Leinninger.com

April 3rd, 2025:
Retrospective: Minor Drama In Physically Relocating My Homelab

In October of 2023, my family moved. Not too far… about an hour away, but it’s still a new house that had extremely limited network infrastructure in place. Our previous house had 17 years worth of networking and connectivity. I was starting over. (We won’t even start talking about removing and reinstall ALL of my home automation devices.) So, let’s roll up our sleeves and talk about moving my mini datacenter as well as what I’ve learned from the experience.

Prep

Our new home was roughly an hour away. So, given the packing, transit, unpacking and installation, I knew that I either needed to have a mobile connection and power to stay online (I genuinely considered this just for the fun of the challenge) or move my critical websites to an alternative host temporarily. I chose Amazon Lightsail because most of my sites were either WordPress or standard PHP sites without much backend. Porting them over to Lightsail took an evening of work and I stayed within the limits for Amazon free tier. I switched dns over a week in advance to test everything. There were no issues and apart from the pain of creating new TLS certs, it was pretty painless.

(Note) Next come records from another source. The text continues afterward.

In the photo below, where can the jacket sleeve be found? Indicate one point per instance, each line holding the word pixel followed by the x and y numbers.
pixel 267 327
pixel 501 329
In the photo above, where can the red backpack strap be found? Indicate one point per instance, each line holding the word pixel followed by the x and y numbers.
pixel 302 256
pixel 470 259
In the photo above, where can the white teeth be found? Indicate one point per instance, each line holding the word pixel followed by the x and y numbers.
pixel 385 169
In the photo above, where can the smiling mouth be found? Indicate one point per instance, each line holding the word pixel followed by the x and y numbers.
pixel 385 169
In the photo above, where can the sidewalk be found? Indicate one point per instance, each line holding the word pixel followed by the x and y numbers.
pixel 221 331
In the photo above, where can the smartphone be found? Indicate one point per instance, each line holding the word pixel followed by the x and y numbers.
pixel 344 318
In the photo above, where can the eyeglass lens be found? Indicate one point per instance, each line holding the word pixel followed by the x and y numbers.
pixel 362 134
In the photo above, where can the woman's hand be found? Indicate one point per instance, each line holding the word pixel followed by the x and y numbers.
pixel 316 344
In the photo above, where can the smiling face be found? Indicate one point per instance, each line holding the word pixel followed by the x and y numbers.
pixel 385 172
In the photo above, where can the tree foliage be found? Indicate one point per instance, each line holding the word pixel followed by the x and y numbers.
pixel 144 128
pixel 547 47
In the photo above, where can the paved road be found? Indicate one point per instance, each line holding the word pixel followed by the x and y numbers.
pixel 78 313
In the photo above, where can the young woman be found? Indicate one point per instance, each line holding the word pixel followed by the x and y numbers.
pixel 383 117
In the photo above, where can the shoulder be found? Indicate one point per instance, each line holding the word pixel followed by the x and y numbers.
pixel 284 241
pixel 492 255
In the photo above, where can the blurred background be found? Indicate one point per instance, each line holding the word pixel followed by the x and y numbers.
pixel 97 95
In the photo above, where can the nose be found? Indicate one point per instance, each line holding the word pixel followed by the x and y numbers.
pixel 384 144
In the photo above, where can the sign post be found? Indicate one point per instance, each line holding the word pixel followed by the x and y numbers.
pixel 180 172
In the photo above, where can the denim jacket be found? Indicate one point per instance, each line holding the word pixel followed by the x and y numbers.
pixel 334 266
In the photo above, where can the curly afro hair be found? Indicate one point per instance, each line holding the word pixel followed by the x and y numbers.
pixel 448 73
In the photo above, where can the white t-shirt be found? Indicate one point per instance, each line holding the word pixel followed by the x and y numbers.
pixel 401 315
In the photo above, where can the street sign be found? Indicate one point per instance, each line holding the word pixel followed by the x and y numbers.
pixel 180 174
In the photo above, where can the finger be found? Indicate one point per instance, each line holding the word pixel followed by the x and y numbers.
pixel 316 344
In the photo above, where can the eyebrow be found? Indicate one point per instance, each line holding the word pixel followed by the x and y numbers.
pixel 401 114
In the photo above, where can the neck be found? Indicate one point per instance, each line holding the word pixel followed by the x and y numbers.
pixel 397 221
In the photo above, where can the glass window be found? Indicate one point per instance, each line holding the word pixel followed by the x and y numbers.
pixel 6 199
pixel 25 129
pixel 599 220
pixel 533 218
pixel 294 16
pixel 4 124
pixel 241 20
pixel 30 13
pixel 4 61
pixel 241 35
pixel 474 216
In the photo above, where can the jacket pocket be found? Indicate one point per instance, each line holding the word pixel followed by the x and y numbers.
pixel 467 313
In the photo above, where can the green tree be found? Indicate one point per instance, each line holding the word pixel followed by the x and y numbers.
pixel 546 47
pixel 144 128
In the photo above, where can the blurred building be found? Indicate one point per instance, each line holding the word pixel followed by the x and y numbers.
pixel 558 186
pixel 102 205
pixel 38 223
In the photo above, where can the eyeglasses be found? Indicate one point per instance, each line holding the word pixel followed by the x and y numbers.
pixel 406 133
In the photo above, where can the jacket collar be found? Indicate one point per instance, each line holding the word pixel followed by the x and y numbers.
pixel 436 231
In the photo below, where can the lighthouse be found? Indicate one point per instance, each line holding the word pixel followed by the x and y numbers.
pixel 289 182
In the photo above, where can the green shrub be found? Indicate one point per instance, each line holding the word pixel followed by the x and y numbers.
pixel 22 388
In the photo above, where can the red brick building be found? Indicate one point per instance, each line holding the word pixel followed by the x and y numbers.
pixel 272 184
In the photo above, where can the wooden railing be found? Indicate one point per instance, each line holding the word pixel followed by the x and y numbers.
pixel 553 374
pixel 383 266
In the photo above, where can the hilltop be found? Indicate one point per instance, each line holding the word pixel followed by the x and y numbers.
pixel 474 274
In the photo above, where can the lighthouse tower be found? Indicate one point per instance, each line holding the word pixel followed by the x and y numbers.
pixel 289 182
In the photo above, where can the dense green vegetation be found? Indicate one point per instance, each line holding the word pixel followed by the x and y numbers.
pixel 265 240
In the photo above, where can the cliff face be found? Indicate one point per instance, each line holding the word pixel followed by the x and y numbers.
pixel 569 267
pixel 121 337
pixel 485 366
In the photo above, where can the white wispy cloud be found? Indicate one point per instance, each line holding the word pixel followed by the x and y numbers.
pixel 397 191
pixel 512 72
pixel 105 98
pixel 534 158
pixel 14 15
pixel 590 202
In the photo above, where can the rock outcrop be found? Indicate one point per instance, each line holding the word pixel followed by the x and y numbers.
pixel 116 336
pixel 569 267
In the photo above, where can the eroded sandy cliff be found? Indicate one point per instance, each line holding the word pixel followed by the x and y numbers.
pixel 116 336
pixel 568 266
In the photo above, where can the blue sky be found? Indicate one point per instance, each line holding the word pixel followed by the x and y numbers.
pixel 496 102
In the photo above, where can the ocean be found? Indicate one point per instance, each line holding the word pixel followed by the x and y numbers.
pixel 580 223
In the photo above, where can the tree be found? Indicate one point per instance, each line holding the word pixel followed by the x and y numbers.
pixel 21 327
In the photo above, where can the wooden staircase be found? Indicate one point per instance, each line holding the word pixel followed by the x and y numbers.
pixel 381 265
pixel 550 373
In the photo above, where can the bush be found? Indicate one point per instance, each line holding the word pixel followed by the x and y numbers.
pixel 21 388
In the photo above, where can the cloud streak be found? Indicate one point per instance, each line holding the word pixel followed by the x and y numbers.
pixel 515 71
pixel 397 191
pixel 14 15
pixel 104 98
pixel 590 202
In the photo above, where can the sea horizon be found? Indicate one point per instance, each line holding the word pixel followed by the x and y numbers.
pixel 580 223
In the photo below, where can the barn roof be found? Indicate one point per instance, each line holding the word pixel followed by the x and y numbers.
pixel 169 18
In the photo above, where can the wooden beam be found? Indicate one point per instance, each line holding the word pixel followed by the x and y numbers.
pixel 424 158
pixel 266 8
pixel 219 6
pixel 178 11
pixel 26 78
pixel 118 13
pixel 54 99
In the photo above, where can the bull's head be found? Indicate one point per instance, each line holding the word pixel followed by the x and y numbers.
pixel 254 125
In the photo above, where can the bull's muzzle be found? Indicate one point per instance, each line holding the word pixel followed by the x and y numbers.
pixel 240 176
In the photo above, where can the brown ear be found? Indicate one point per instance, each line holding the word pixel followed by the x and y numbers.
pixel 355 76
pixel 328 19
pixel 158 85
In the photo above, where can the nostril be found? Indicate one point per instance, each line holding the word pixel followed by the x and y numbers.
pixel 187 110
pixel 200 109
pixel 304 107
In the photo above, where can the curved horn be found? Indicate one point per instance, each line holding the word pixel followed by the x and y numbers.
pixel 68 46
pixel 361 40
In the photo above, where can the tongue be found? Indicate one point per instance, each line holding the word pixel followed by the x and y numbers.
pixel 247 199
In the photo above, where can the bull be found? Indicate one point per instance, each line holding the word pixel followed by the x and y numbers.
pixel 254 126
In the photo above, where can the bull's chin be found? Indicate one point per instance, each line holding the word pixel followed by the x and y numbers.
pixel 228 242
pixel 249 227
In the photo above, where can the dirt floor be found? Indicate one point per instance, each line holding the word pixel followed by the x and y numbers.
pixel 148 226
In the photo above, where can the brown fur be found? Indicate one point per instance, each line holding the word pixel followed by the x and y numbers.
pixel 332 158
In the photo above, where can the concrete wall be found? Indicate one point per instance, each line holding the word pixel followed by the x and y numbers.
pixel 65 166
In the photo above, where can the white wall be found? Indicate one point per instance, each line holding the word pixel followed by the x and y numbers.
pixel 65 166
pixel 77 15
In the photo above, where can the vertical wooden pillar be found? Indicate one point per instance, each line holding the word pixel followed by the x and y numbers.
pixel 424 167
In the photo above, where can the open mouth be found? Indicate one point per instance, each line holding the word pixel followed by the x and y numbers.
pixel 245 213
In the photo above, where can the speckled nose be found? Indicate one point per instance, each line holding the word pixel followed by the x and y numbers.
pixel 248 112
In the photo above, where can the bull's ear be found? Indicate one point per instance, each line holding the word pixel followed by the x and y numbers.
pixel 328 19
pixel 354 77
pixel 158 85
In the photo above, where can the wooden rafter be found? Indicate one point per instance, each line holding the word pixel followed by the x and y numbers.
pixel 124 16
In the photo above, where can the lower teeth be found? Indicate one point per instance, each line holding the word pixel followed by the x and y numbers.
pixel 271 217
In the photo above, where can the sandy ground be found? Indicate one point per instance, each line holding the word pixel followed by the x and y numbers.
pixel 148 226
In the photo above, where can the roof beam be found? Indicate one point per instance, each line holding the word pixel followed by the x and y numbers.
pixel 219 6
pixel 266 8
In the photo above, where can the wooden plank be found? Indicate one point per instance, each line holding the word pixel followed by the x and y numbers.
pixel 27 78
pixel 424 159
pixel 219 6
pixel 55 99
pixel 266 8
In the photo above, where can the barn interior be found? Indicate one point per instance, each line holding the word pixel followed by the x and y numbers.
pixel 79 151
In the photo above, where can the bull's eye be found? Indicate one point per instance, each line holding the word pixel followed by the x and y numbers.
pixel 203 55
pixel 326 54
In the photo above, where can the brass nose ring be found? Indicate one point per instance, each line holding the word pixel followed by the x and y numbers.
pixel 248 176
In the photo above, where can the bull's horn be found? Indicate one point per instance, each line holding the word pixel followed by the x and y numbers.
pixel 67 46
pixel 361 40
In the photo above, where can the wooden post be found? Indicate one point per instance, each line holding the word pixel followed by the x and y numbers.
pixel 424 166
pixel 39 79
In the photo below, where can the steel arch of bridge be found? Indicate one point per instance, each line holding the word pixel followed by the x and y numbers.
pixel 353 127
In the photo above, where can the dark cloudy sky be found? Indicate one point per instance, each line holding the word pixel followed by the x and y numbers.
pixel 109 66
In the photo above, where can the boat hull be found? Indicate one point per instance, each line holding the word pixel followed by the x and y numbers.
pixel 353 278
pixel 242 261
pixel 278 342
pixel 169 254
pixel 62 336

Cropped image of the network patch rack. I've not yet combed the cable runs into something less chaotic.

I wish that I could “plug and play” my hardware at the new house, but I only have one physical rack. I was leaving the patch panels for the network runs at the old house as well as a spare non-managed switch to make the new owner’s life a little easier. So, I built a network patch rack in the utility room and ran the minimum number of runs that I would need to operate: a pair of runs to the network ingress point in a corner of the basement as well as a few runs to my office and the first access point for the house. I also had to extend a 20A power run to the rack location. The electrical and network runs all tested well. I could move the hardware as soon as the internet was up.

Internet

Our previous provider was Comcast/Xfinity. Honestly, I was quite happy with the support and performance for which they are often criticized. However, we were limited to a lower transfer rate due to the infrastructure in our area. Comcast had no service in our new area and WOW! was the main wired provider. Surprisingly, WOW! offered some incredibly high speed options by comparison to our old service… and we were moving to farmland. I assume that an infrastructure subsidy for farmers helped support that and I am extremely grateful. (Technical note: we live on farmland that happens to also be near a major state university.)

The modem supplied by WOW! offered a bridged mode that eliminated the unnecessary management and wifi that my UniFi network already handles. It worked well enough, but about 9 months later, I upgraded to a UniFi UCI modem to prepare for the end of the free term for the WOW! modem rental. I also added a high-quality coaxial extension from the cable ingress point into the utility room. This made management easier and I didn’t need a second UPS for the modem, leveraging the main rack UPS instead.

Moving Hardware

Homelab Rack 2024. Cable management could still use some work.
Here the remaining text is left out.